In 2015, she ran in the 2015 French departmental elections in the 11th constituency of the Canton of Hénin-Beaumont with her pair obtaining 6.50% of the vote in the first round. She was then chosen to lead a joint list between EELV and Left Party in the 2015 Nord-Pas-de-Calais-Picardie regional election, winning 4.83% of the vote in the first round.

She was again the EELV candidate in the Pas-de-Calais's 11th constituency in the 2017 French legislative election, this time winning 3.55% before being eliminated in the first round. In the 2019 European Parliament election in France, she was included in the EELV list which won 13.48% of the vote and won 13 seats (she was in the 74th position and was not elected to the European Parliament).

She again was a candidate in the Pas-de-Calais's 11th constituency for the 2022 French legislative election, this time supported by the New Ecological and Social People's Union (NUPES) alliance parties. She advanced from the first round in second place with 23% of the vote and lost to Marine Le Pen in the second round winning 39% of the vote.

In 2024, she became head of The Ecologists.

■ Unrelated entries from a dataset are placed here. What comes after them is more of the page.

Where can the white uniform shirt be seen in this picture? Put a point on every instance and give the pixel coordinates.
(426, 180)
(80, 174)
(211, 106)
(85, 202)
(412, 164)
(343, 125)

Marine Tondelier is a candidate of the 2026 United Left primary for the 2027 French presidential election. In the announcement of her campaign, she called herself a "peacekeeper of the left."

==Views==

In June 2023, a French police union said they were at war with "vermin". Unions representing half of French police added that unless officers enjoy still greater legal protection and more resources in the future, "tomorrow we will be in resistance". Marine Tondelier described it as “an appeal for civil war”.

Tondelier is an outspoken critic of the State of Israel and a participant of the pro-Palestinian Gaza war protests. On 15 October 2024, roughly a year after the beginning of the Gaza war, Tondelier took part in a pro-Palestinian demonstration at the Place de la République in Paris. Along with Tondelier, major participants were Thomas Portes of La France Insoumise and Salah Hamouri. "This helplessness is terrible because we have been protesting for a year and this atrocity has been going on for a year," said Tondelier in her speech, accusing world leaders of ignoring the actions of the Israel Defence Forces and expressing sorrow at the continuation of the war. In 2025, she publicly described the Israeli actions in Gaza as a genocide and an ecocide; she has called to suspend the European Union association agreement with Israel and ban the imports from Israeli settlements By December 2025, Tondelier continued to attend pro-Palestinian rallies; at one of them, on the eve of the recognition of the State of Palestine by France, she defended the right to hoist Palestinian flags outside town halls despite the demands of the government and the right-wing forces not to, saying that "a flag on the front of town hall has never killed anyone, while in Gaza the Israeli army kills each day." At the same time, Tondelier has condemned the October 7th attacks by Hamas, and on 12 November 2023, she took part in the March for the Republic and Against Antisemitism in Paris.

Tondelier has voiced support for Ukraine in the Russo-Ukrainian War and is critical of Jean-Luc Melenchon in this regard. In response to Melenchon, Tondelier stated that "Ukraine has a right to defend itself" and wrote that "hiding behind a false pacifism that equates the victim and the aggressor is indecent—especially when Russia is escalating tensions in Europe by ramping up attacks on our societies through drones, cyberattacks, and interference"; "let us stop making excuses for the aggressor, who is counting on exactly that and is closely watching the stances taken by the various French presidential candidates—knowing full well that the election will be decisive on this issue."

During a heatwave in 2026, as leader of the French Green Party, The Ecologists, Tondelier reversed the party's longstanding opposition to air conditioning by declaring that "there are places where we can no longer live without air conditioning" and that "the reality is that we urgently need to equip public services, particularly schools and hospitals, with air conditioning."